The Ultimax 100 lightweight infantry support weapon was designed in 1977 by American firearms engineer Leroy James Sullivan (Jim Sullivan) whose credits also included the Stoner 63, Ruger Mini-14 and the M16 rifle - all scaled down versions of larger existing weapon systems. Development centered around producing a weapon of high quality that was reliable under battlefield conditions, was portable by a single individual and could bring a good amount of firepower to bear on a target or target area. The resulting weapon system - the Ultimax 100 (or "M100" or "U100") - was introduced into the Singapore Armed Forces in 1982 and has seen operational use elsewhere since. Production was initially handled by the Chartered Industries of Singapore, known collectively as "CIS", and made largely of pressings and stampings with a plastic pistol grip, foregrip and butt for a lighter end-product. In 2000, CIS was acquired by ST Kinetics who now lays claim to the Ultimax 100 line. It is believed that some 80,000 examples have been produced to date with production still ongoing.
The Ultimax 100 is chambered for the 5.56x45mm NATO standard cartridge and can fire from a standard 20- or 30-round STANAG curved magazine or a 100-round Beta C-Mag ammunition drum. The weapon is gas-operated with a rotating bolt action. Weight of the system is approximately 10.5lbs, varying only slightly between variants in the series. The machine gun fields a running length of about 1,030mm and made shorter by having its detachable buttstock removed. The standard barrel length measures in at 508mm (20 inches) while the "short" barrel is just 330mm (13 inches) - either is of the "quick change" type and sports a flash hider and support for grenade launching. The shortened barrel form is optimal for special forces operatives or paratrooper elements where portability is key to equipment. Muzzle velocity is rated at about 3,100 feet per second depending on cartridge utilized - either the M193 or the SS109/M855 series. Sights consist of a fully-adjustable rear aperture tangent leaf sight (windage) coupled with an adjustable front post (windage and elevation) and accuracy is further facilitated by way of a bipod fitted ahead of the forend and a foregrip under the barrel housing. Each barrel retains its own respective front sight meaning that the barrels can be fine-tuned ("zeroed") to the individual weapon. Rate-of-fire is listed between 400 and 600 rounds per minute, a rather low rate when compared to other weapons of this class though due to the use of a patented "constant recoil" system that keeps weapon "jump" to a bare minimum.

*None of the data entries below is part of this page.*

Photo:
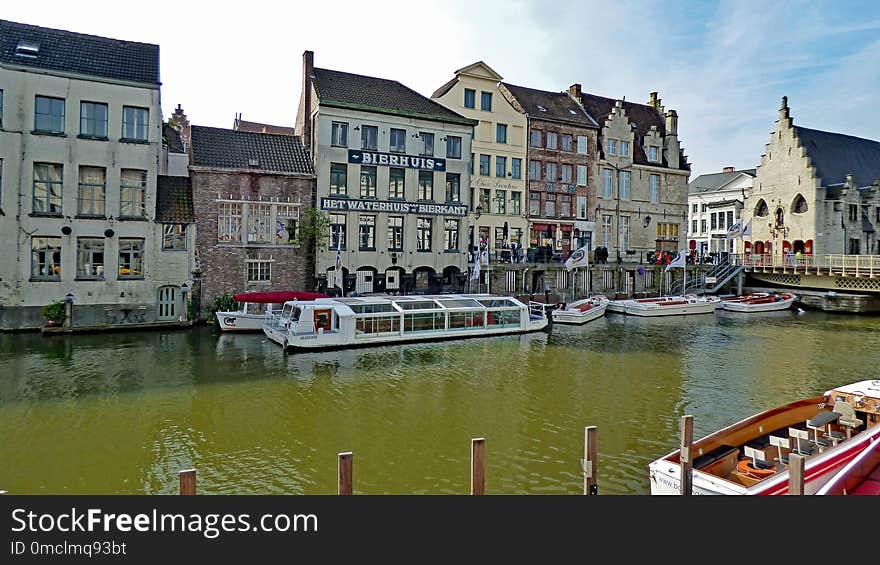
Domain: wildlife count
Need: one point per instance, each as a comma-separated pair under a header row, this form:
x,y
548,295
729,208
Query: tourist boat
x,y
371,320
581,311
672,306
759,302
255,305
751,456
861,476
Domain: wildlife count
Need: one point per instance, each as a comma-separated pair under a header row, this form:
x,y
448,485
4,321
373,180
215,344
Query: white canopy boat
x,y
759,302
752,456
254,307
371,320
581,311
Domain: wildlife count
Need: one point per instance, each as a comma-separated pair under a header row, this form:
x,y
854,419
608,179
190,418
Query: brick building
x,y
562,143
250,191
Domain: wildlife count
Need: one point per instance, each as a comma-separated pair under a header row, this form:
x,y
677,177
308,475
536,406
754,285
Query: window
x,y
606,230
426,185
453,147
426,141
367,233
92,187
534,203
654,188
89,258
339,134
450,235
515,202
398,141
47,188
535,138
565,206
612,147
370,138
484,165
565,138
259,217
337,231
46,258
453,187
132,193
566,173
131,258
368,181
500,166
606,183
486,101
338,179
259,270
229,221
550,205
500,201
49,115
396,180
93,120
534,170
470,98
395,233
423,234
134,123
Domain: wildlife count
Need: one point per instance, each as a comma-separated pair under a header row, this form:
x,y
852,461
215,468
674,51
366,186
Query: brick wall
x,y
223,265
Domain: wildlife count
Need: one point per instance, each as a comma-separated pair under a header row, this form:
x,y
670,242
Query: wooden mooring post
x,y
345,473
796,474
478,466
588,463
188,482
686,456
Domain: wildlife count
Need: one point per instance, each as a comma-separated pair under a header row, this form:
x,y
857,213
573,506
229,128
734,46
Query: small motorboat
x,y
581,311
759,302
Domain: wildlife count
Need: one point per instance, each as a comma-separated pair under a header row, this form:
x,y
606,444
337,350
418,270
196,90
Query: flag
x,y
679,260
337,267
735,230
578,258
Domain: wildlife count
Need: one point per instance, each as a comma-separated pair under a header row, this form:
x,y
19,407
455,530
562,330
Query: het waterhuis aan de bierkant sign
x,y
394,207
393,160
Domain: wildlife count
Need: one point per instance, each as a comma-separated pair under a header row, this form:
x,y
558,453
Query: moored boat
x,y
581,311
759,302
327,323
751,456
254,307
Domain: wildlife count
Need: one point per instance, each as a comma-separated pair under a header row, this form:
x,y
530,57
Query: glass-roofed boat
x,y
358,321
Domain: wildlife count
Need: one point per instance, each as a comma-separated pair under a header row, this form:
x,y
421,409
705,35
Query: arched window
x,y
761,209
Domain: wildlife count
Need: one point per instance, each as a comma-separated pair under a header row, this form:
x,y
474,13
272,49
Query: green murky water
x,y
124,413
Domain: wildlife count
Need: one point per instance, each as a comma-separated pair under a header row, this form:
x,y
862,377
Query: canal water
x,y
124,413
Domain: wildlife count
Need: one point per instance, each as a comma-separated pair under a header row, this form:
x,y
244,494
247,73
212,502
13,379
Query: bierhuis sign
x,y
396,160
392,206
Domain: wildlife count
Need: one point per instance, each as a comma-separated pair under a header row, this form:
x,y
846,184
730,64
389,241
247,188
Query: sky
x,y
724,66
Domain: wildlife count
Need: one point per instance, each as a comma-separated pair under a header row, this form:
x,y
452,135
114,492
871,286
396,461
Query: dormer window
x,y
27,49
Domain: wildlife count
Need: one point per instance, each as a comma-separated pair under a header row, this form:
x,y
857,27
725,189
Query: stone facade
x,y
810,196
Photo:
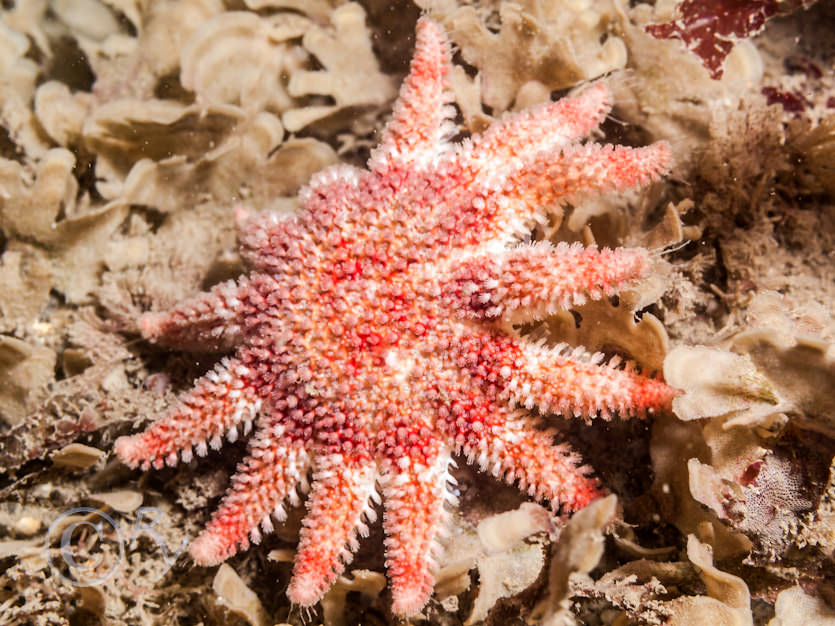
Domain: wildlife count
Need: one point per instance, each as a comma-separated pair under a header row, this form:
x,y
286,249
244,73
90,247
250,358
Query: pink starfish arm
x,y
209,322
556,177
521,136
571,382
224,398
269,475
421,117
560,380
339,499
508,444
414,496
528,282
509,204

The cocking handle is fitted to the upper left side of the body near the pistol grip.
The Ultimax 100 has since been developed into five distinct variants, or "marks". The Mark I designation was used to define the preproduction models with quick-change barrels. Mark II forms were given fixed barrel assemblies. Both the Mark I and Mark II featured their carrying handles at the midway point of the receiver. Mark III variants featured quick-change barrels in a standard and short/compact barrel length, the latter for improved portability. The Mark IV was a proposed development for the United States Marine Corps specifically during the Infantry Automatic Rifle Program competition. A revised fire selector was instituted but the USMC elected to go in a different direction. The Mark V became a modernized version of the abandoned Mark IV and revised with a folding buttstock, support for the M16-style STANAG magazine or drum and a Picatinny-style accessories rail system. By this point, the Ultimax 100 has also been modified for firing from vehicle mounts.
The Ultimax 100 is currently in use by the forces of Singapore, Brunei, Croatia, Indonesia, Peru, Philippines, Slovenia and Zimbabwe. The weapon has seen extensive action in campaigns across the former Yugoslavia, Indonesia, Philippines, the Fijian coup, Afghanistan and the Sri Lankan Civil War.
CIS marketed the Ultimax 100 under the claim that it was "...the lightest of all light machine guns designed at the outset for one-man operation."